Борис Семенович Штауфенберг давно подозревал, но почему-то всегда стеснялся признаться даже себе, не то что другим: плохие мысли не рождаются спонтанно в гниющих скоплениях его нейронов, напрочь отравленных табачным дымом, алкоголем, дешевыми медикаментами, городским смогом и гарью (хотя, в принципе – среда, самая что ни наесть благоприятная); плохие мысли приходят извне!
- Так что же их порождает, каков источник, или может быть источники, что более вероятно, - уже в который раз спрашивал Борис Семенович у эфира. Ответ был получен ранним субботним утром, когда пронзительный визг бензопилы распорол светлеющую тишину городского квартала и ударил в уши сладко спящих жильцов дома №13, расположенного на улице Гоголя. Штауфенберг открыл глаза, вновь закрыл и обнаружил в сознании скверную мысль. Какое-то время Борис Семенович внимательно изучал её с помощью внутреннего электронного мелкоскопа с индуктивно связанной плазмой. Мелкоскоп он собрал сам и подарил себе на двадцать шестой день рождения. Подарил и забыл. А сейчас – вспомнил. Штауфенберг прильнул к пыльному окуляру и сразу ощутил холод, идущий от гадкой мысли.

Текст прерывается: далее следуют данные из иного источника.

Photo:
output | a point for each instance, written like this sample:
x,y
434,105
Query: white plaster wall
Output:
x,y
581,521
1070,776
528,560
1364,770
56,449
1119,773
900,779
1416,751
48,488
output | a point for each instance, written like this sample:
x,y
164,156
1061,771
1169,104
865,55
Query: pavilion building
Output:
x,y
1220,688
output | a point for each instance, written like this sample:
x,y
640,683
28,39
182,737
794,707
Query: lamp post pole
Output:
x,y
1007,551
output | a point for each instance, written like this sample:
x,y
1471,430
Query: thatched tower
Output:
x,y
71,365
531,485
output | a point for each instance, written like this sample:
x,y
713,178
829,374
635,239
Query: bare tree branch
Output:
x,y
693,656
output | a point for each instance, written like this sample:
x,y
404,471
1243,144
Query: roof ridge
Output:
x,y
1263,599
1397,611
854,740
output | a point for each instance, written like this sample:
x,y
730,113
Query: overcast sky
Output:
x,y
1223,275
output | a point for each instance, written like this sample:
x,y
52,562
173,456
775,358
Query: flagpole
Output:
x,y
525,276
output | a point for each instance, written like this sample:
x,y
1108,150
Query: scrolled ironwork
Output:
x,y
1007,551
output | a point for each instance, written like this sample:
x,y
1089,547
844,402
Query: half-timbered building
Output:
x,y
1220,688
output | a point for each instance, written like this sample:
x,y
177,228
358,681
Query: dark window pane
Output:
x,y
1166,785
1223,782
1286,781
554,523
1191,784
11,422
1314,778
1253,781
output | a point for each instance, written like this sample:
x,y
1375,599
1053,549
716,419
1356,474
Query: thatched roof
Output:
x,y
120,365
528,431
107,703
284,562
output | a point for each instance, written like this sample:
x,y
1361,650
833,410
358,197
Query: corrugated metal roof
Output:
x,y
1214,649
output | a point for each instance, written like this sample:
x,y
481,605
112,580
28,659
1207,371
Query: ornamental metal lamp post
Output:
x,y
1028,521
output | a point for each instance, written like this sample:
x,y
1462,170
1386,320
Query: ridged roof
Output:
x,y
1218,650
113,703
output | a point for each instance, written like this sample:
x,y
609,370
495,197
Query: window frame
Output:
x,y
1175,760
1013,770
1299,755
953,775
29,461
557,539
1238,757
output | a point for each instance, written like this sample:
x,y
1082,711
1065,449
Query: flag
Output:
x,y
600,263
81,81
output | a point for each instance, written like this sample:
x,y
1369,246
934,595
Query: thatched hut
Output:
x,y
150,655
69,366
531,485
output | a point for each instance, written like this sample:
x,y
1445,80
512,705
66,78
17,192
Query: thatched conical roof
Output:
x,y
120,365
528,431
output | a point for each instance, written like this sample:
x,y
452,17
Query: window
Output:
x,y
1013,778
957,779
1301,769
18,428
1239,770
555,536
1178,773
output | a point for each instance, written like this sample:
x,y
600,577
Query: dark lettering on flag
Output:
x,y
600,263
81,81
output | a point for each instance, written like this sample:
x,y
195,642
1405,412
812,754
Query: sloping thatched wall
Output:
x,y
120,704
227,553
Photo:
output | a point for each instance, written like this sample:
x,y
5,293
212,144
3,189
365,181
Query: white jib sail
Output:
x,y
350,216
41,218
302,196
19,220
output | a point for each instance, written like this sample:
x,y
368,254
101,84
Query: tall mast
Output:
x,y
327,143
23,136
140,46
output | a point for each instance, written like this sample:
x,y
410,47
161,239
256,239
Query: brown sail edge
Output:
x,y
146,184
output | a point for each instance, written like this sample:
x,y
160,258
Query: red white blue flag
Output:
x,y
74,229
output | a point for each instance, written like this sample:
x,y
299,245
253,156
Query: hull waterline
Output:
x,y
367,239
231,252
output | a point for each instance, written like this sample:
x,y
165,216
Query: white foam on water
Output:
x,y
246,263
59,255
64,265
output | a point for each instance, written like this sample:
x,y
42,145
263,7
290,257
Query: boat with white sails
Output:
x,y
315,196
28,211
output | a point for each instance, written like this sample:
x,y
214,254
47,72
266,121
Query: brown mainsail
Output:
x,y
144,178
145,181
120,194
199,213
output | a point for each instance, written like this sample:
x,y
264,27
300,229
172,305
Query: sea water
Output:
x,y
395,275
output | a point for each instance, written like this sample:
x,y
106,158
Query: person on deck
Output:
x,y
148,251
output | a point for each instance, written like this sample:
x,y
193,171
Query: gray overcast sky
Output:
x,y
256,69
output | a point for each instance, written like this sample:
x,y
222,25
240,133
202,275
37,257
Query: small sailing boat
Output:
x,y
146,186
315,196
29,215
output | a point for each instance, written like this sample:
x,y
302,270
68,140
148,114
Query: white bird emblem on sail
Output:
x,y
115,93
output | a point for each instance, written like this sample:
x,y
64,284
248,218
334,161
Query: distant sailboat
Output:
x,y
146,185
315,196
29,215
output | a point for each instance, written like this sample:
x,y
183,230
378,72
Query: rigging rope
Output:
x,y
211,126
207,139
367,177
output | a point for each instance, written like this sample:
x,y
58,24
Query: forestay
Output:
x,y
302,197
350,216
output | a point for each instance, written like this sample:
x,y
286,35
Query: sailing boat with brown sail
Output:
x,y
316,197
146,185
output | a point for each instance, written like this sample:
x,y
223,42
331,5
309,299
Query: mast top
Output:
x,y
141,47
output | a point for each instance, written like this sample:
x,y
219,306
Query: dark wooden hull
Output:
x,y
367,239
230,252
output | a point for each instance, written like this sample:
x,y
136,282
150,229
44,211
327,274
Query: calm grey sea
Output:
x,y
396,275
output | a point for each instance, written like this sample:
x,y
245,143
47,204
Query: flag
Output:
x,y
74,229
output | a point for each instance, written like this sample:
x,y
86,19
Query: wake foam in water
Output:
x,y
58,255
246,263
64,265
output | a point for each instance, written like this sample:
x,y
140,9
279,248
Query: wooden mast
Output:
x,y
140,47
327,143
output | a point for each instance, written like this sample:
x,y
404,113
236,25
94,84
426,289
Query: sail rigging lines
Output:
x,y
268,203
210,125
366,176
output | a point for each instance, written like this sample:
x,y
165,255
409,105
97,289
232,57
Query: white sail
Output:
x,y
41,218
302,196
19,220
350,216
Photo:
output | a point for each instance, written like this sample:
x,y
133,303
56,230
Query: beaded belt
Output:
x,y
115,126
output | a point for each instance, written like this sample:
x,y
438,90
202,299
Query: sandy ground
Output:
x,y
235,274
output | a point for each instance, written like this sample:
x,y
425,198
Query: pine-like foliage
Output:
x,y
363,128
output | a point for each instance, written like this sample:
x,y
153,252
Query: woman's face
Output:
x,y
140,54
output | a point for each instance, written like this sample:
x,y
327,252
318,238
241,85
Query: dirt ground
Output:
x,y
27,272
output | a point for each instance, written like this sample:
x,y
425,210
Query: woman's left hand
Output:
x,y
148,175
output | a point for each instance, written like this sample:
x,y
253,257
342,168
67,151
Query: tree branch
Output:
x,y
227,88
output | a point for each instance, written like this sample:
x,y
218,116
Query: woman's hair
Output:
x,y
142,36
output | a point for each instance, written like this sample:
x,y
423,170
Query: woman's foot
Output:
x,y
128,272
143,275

- Никак с улицы явилась, - подумалось исследователю, - потому как в голове у меня до сих пор тепло от душных камбоджийских снов, а на улице, поди, ниже нуля, ибо ноябрь.
Борис Семенович осторожно крутил микровинт прибора, краем сознания отмечая поток электронов, обрушивающийся на плохую мысль. Наконец в поле зрения появилось трехмерная картинка: мысль была черной с багровыми прожилками, мохнатой; судя по многочисленным язвам, она страдала проказой, сифилисом и синим лишаем. У мысли не было ни рук, ни ног, ни головы. Более всего она походила на сельский туалет, пользующийся огромной популярностью среди местного населения, но патологически не убираемый, и потому пребывающий в крайне тяжелом антисанитарном состоянии.
Очевидно, для обеспечения мобильности мысль имела шесть стоптанных колес. Когда Борис Семенович повернул манипулятором мысль на бок, он обнаружил стилизованное изображение бензопилы и многократно повторяющуюся букву «z».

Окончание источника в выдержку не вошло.